Die frühzeitige Information und Beteiligung der Bürger an den Planungen und deren Alternativen war ein deutliches Anliegen der Teilnehmer. Das große Interesse daran zeigte sich auch im total überfüllten Raum in der vhs.
Uwe Ahrens, von der Lokalen Agenda21, leitete das 2-stündige Treffen. Stadtrat Hasso Ehinger stellte zunächst die Ziele und konkreten Planungen anhand der Vorlagen von der Stadt vor.
Als Schritt in die richtige Richtung bewerteten die Teilnehmer das Ziel einer deutlichen Erhöhung des umweltgerechten Verkehrsanteils in der Gesamtstadt und die noch weiter gehende Reduktion des Autoverkehrs im Neckarbogen. Auch die jetzt endlich in den Planungen verankerte Fußgänger- und Radfahrer-Brücke über den Bahnhof wurde begrüßt. Der Verzicht auf den Neubau einer, an das andere Neckarufer verlegten, Kalistraße und der Wegfall der bisherigen Kranenstraße wurden ebenfalls gelobt.

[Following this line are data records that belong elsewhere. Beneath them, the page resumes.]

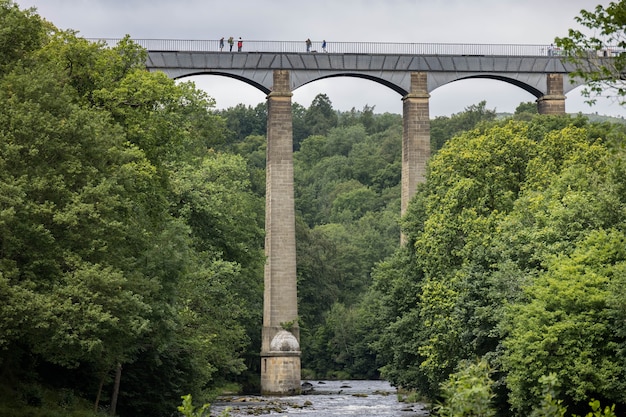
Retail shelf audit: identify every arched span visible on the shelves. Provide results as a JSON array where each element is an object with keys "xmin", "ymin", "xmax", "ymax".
[
  {"xmin": 174, "ymin": 71, "xmax": 271, "ymax": 95},
  {"xmin": 440, "ymin": 74, "xmax": 543, "ymax": 98},
  {"xmin": 294, "ymin": 72, "xmax": 408, "ymax": 97}
]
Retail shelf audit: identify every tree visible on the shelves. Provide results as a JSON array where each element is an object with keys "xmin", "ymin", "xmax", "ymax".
[
  {"xmin": 503, "ymin": 230, "xmax": 626, "ymax": 415},
  {"xmin": 304, "ymin": 94, "xmax": 338, "ymax": 135},
  {"xmin": 555, "ymin": 0, "xmax": 626, "ymax": 105}
]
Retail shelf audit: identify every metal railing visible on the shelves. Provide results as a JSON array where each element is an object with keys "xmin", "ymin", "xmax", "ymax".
[
  {"xmin": 90, "ymin": 38, "xmax": 556, "ymax": 56},
  {"xmin": 89, "ymin": 38, "xmax": 626, "ymax": 57}
]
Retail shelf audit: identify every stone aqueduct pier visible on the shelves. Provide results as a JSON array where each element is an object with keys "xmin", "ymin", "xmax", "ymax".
[{"xmin": 136, "ymin": 40, "xmax": 581, "ymax": 395}]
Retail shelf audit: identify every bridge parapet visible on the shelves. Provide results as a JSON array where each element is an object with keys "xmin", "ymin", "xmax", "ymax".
[{"xmin": 91, "ymin": 38, "xmax": 572, "ymax": 56}]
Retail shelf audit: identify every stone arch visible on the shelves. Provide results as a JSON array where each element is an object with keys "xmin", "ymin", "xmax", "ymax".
[
  {"xmin": 293, "ymin": 72, "xmax": 408, "ymax": 97},
  {"xmin": 172, "ymin": 71, "xmax": 271, "ymax": 95},
  {"xmin": 430, "ymin": 74, "xmax": 544, "ymax": 98}
]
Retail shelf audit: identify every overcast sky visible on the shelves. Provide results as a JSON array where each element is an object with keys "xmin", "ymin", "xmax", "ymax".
[{"xmin": 16, "ymin": 0, "xmax": 626, "ymax": 117}]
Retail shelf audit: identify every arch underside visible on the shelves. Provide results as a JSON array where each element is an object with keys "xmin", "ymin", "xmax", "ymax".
[{"xmin": 160, "ymin": 68, "xmax": 582, "ymax": 98}]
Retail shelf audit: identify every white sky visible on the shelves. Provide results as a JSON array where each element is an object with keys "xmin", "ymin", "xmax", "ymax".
[{"xmin": 16, "ymin": 0, "xmax": 626, "ymax": 117}]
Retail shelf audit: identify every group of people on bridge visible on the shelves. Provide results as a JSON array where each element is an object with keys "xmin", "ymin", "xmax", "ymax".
[
  {"xmin": 220, "ymin": 36, "xmax": 326, "ymax": 52},
  {"xmin": 220, "ymin": 36, "xmax": 243, "ymax": 52}
]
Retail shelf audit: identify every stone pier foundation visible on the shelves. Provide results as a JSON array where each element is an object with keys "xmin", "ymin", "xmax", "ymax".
[
  {"xmin": 400, "ymin": 72, "xmax": 430, "ymax": 243},
  {"xmin": 261, "ymin": 70, "xmax": 300, "ymax": 395},
  {"xmin": 537, "ymin": 74, "xmax": 566, "ymax": 114}
]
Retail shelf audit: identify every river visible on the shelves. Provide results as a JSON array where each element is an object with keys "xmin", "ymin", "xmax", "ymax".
[{"xmin": 211, "ymin": 381, "xmax": 428, "ymax": 417}]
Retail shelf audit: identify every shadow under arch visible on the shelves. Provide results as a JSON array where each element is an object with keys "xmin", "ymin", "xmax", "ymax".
[
  {"xmin": 431, "ymin": 74, "xmax": 543, "ymax": 99},
  {"xmin": 293, "ymin": 72, "xmax": 409, "ymax": 97},
  {"xmin": 174, "ymin": 71, "xmax": 272, "ymax": 95}
]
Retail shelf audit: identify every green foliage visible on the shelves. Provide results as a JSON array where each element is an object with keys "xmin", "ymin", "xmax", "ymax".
[
  {"xmin": 436, "ymin": 359, "xmax": 495, "ymax": 417},
  {"xmin": 502, "ymin": 231, "xmax": 626, "ymax": 410},
  {"xmin": 0, "ymin": 1, "xmax": 264, "ymax": 416},
  {"xmin": 555, "ymin": 0, "xmax": 626, "ymax": 105},
  {"xmin": 430, "ymin": 101, "xmax": 496, "ymax": 153},
  {"xmin": 178, "ymin": 394, "xmax": 230, "ymax": 417},
  {"xmin": 372, "ymin": 116, "xmax": 625, "ymax": 414},
  {"xmin": 530, "ymin": 373, "xmax": 567, "ymax": 417}
]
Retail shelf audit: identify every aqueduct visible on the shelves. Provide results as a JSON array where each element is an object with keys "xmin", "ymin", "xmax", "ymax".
[{"xmin": 134, "ymin": 40, "xmax": 601, "ymax": 395}]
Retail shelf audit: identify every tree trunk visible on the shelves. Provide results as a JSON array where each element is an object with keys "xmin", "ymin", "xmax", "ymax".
[
  {"xmin": 93, "ymin": 372, "xmax": 106, "ymax": 413},
  {"xmin": 109, "ymin": 363, "xmax": 122, "ymax": 416}
]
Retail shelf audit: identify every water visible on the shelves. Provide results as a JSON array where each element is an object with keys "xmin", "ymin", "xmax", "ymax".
[{"xmin": 211, "ymin": 381, "xmax": 428, "ymax": 417}]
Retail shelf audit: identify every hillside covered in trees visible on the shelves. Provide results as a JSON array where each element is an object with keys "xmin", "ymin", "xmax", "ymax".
[{"xmin": 0, "ymin": 0, "xmax": 626, "ymax": 417}]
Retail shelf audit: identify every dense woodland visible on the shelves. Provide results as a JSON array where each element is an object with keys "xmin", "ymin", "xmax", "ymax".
[{"xmin": 0, "ymin": 0, "xmax": 626, "ymax": 417}]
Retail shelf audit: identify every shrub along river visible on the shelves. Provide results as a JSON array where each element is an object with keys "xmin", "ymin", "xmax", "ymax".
[{"xmin": 211, "ymin": 381, "xmax": 428, "ymax": 417}]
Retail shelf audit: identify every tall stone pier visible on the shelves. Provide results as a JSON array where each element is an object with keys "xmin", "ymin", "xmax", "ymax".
[
  {"xmin": 400, "ymin": 72, "xmax": 430, "ymax": 239},
  {"xmin": 261, "ymin": 70, "xmax": 300, "ymax": 395},
  {"xmin": 537, "ymin": 74, "xmax": 566, "ymax": 114}
]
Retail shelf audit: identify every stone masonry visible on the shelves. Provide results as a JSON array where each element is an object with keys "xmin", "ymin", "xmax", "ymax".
[
  {"xmin": 537, "ymin": 74, "xmax": 566, "ymax": 114},
  {"xmin": 400, "ymin": 72, "xmax": 430, "ymax": 215},
  {"xmin": 261, "ymin": 70, "xmax": 300, "ymax": 395}
]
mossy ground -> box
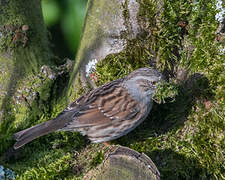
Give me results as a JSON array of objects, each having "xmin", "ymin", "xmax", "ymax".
[{"xmin": 0, "ymin": 0, "xmax": 225, "ymax": 180}]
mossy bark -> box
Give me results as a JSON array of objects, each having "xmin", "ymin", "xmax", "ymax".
[
  {"xmin": 0, "ymin": 0, "xmax": 58, "ymax": 152},
  {"xmin": 0, "ymin": 0, "xmax": 225, "ymax": 179}
]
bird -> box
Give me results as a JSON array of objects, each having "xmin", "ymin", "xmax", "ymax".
[{"xmin": 13, "ymin": 67, "xmax": 164, "ymax": 149}]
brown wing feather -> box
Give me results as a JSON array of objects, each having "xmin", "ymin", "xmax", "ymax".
[{"xmin": 61, "ymin": 81, "xmax": 147, "ymax": 142}]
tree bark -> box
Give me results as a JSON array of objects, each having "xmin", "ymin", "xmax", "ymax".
[{"xmin": 0, "ymin": 0, "xmax": 59, "ymax": 152}]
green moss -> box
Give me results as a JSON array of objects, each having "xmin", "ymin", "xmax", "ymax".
[{"xmin": 0, "ymin": 0, "xmax": 225, "ymax": 179}]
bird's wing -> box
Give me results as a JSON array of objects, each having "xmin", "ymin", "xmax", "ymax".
[{"xmin": 61, "ymin": 80, "xmax": 146, "ymax": 130}]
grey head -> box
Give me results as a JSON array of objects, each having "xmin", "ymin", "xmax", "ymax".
[{"xmin": 124, "ymin": 67, "xmax": 164, "ymax": 104}]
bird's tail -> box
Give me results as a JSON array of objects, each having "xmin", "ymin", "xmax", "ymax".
[{"xmin": 13, "ymin": 119, "xmax": 59, "ymax": 149}]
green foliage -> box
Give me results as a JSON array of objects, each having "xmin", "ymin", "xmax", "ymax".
[
  {"xmin": 42, "ymin": 0, "xmax": 86, "ymax": 54},
  {"xmin": 0, "ymin": 0, "xmax": 225, "ymax": 180}
]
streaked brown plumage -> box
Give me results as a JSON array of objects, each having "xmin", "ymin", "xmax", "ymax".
[{"xmin": 14, "ymin": 68, "xmax": 162, "ymax": 149}]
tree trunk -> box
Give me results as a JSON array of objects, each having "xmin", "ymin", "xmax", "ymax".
[
  {"xmin": 0, "ymin": 0, "xmax": 225, "ymax": 179},
  {"xmin": 0, "ymin": 0, "xmax": 58, "ymax": 152}
]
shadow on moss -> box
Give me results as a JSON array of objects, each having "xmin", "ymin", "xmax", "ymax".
[{"xmin": 148, "ymin": 149, "xmax": 209, "ymax": 180}]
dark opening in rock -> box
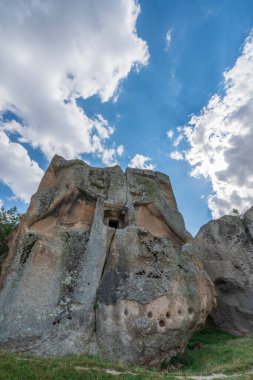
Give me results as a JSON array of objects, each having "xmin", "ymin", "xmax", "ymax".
[{"xmin": 148, "ymin": 311, "xmax": 153, "ymax": 318}]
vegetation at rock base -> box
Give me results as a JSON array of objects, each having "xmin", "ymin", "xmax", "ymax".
[
  {"xmin": 0, "ymin": 328, "xmax": 253, "ymax": 380},
  {"xmin": 0, "ymin": 206, "xmax": 20, "ymax": 258}
]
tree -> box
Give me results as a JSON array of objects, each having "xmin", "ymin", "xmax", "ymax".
[{"xmin": 0, "ymin": 206, "xmax": 20, "ymax": 261}]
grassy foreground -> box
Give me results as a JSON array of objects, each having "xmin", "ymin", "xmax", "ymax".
[{"xmin": 0, "ymin": 328, "xmax": 253, "ymax": 380}]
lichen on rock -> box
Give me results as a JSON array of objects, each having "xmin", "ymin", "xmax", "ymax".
[
  {"xmin": 194, "ymin": 207, "xmax": 253, "ymax": 336},
  {"xmin": 0, "ymin": 156, "xmax": 215, "ymax": 366}
]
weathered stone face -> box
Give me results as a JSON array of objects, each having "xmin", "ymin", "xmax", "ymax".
[
  {"xmin": 0, "ymin": 156, "xmax": 214, "ymax": 366},
  {"xmin": 194, "ymin": 207, "xmax": 253, "ymax": 336}
]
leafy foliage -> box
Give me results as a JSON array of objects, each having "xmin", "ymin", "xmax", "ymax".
[{"xmin": 0, "ymin": 206, "xmax": 20, "ymax": 257}]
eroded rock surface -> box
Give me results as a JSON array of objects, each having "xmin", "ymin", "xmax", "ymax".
[
  {"xmin": 0, "ymin": 156, "xmax": 214, "ymax": 366},
  {"xmin": 195, "ymin": 207, "xmax": 253, "ymax": 336}
]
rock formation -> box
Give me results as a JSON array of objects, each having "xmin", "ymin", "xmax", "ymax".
[
  {"xmin": 0, "ymin": 156, "xmax": 214, "ymax": 366},
  {"xmin": 195, "ymin": 207, "xmax": 253, "ymax": 336}
]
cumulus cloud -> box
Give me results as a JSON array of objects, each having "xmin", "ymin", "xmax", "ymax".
[
  {"xmin": 0, "ymin": 0, "xmax": 149, "ymax": 200},
  {"xmin": 176, "ymin": 32, "xmax": 253, "ymax": 218},
  {"xmin": 165, "ymin": 30, "xmax": 171, "ymax": 50},
  {"xmin": 0, "ymin": 131, "xmax": 43, "ymax": 202},
  {"xmin": 117, "ymin": 145, "xmax": 124, "ymax": 157},
  {"xmin": 169, "ymin": 150, "xmax": 184, "ymax": 161},
  {"xmin": 128, "ymin": 154, "xmax": 156, "ymax": 170}
]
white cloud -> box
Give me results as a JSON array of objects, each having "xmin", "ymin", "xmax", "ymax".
[
  {"xmin": 170, "ymin": 150, "xmax": 184, "ymax": 161},
  {"xmin": 167, "ymin": 129, "xmax": 174, "ymax": 139},
  {"xmin": 184, "ymin": 33, "xmax": 253, "ymax": 218},
  {"xmin": 0, "ymin": 0, "xmax": 148, "ymax": 200},
  {"xmin": 0, "ymin": 131, "xmax": 43, "ymax": 202},
  {"xmin": 165, "ymin": 30, "xmax": 171, "ymax": 50},
  {"xmin": 128, "ymin": 154, "xmax": 156, "ymax": 170},
  {"xmin": 173, "ymin": 133, "xmax": 184, "ymax": 146}
]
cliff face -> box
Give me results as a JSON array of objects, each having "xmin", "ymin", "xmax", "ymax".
[
  {"xmin": 0, "ymin": 156, "xmax": 215, "ymax": 366},
  {"xmin": 195, "ymin": 207, "xmax": 253, "ymax": 336}
]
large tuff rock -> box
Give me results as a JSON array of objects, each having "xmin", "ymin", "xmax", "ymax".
[
  {"xmin": 195, "ymin": 207, "xmax": 253, "ymax": 336},
  {"xmin": 0, "ymin": 156, "xmax": 214, "ymax": 366}
]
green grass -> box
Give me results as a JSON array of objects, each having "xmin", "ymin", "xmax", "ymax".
[{"xmin": 0, "ymin": 328, "xmax": 253, "ymax": 380}]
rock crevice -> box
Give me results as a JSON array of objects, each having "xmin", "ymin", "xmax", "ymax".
[{"xmin": 0, "ymin": 156, "xmax": 215, "ymax": 366}]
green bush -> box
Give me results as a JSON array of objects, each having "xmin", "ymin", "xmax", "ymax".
[{"xmin": 0, "ymin": 206, "xmax": 20, "ymax": 261}]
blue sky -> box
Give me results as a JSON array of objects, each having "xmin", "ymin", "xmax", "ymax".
[{"xmin": 0, "ymin": 0, "xmax": 253, "ymax": 234}]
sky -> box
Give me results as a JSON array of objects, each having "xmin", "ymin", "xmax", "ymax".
[{"xmin": 0, "ymin": 0, "xmax": 253, "ymax": 235}]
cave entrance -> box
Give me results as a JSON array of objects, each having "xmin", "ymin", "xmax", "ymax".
[
  {"xmin": 103, "ymin": 207, "xmax": 128, "ymax": 228},
  {"xmin": 108, "ymin": 219, "xmax": 118, "ymax": 228}
]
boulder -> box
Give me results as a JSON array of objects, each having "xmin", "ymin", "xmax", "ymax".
[
  {"xmin": 0, "ymin": 156, "xmax": 215, "ymax": 366},
  {"xmin": 195, "ymin": 207, "xmax": 253, "ymax": 336}
]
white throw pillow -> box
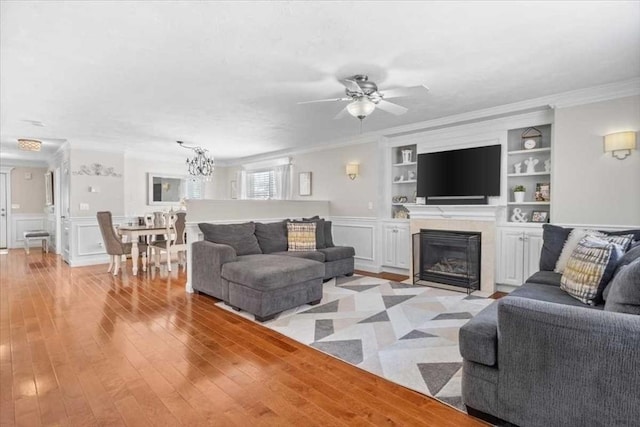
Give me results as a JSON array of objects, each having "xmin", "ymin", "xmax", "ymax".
[{"xmin": 553, "ymin": 228, "xmax": 604, "ymax": 273}]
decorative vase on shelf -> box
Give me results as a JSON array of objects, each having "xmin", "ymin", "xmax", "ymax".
[{"xmin": 402, "ymin": 150, "xmax": 413, "ymax": 163}]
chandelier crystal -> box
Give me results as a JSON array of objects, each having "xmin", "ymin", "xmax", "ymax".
[{"xmin": 177, "ymin": 141, "xmax": 215, "ymax": 180}]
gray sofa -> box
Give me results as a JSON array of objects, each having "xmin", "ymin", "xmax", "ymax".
[
  {"xmin": 191, "ymin": 221, "xmax": 355, "ymax": 321},
  {"xmin": 459, "ymin": 225, "xmax": 640, "ymax": 427}
]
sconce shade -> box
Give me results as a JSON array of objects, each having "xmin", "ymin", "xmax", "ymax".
[
  {"xmin": 18, "ymin": 139, "xmax": 42, "ymax": 151},
  {"xmin": 347, "ymin": 96, "xmax": 376, "ymax": 120},
  {"xmin": 604, "ymin": 131, "xmax": 637, "ymax": 160},
  {"xmin": 347, "ymin": 163, "xmax": 360, "ymax": 179}
]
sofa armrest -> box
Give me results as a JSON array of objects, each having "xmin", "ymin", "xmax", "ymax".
[
  {"xmin": 191, "ymin": 240, "xmax": 237, "ymax": 301},
  {"xmin": 498, "ymin": 297, "xmax": 640, "ymax": 426}
]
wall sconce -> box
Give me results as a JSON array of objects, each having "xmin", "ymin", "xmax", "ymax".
[
  {"xmin": 604, "ymin": 131, "xmax": 636, "ymax": 160},
  {"xmin": 347, "ymin": 163, "xmax": 360, "ymax": 180}
]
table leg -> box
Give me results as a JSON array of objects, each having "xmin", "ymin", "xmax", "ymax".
[{"xmin": 131, "ymin": 239, "xmax": 140, "ymax": 276}]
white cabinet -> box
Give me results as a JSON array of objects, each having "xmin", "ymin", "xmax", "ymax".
[
  {"xmin": 382, "ymin": 222, "xmax": 411, "ymax": 269},
  {"xmin": 496, "ymin": 227, "xmax": 542, "ymax": 286}
]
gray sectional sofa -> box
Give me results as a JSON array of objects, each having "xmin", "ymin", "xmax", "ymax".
[
  {"xmin": 459, "ymin": 225, "xmax": 640, "ymax": 427},
  {"xmin": 191, "ymin": 217, "xmax": 355, "ymax": 322}
]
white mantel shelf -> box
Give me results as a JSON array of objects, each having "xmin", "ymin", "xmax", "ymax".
[{"xmin": 404, "ymin": 203, "xmax": 506, "ymax": 221}]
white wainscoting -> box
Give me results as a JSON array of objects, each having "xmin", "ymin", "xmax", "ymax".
[
  {"xmin": 330, "ymin": 216, "xmax": 381, "ymax": 273},
  {"xmin": 9, "ymin": 212, "xmax": 47, "ymax": 248}
]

Der bis nach der BuGa geplante Rückstellung einer durchgängigen Westrandstraße sollte dauerhaft verankert werden. Sie sollte nur als Anliegerstraße und nicht für den Durchgangsverkehr geplant werden; das war die Forderung der Teilnehmer. Wegen des dann wegfallenden Verkehrlärms ließe sich so die Wohnbebauung in diesem Stadtgebiet erweitern.
Auch auf eine neue, auf die andere Seite des Wilhelmkanals verlegte, Kranenstraße sollte ebenfalls verzichtet werden. Das war die einhellige Meinung der anwesenden Bürger. Eine neue Kranenstraße würde als zusätzlich Straßenschlucht den Zugang zum Neckarbogen behindern und neben hohen Baukosten würde durch den zusätzlichen Verkehr die jetzt schon überlastete Bahnhofstraße vollständig verstopft werden.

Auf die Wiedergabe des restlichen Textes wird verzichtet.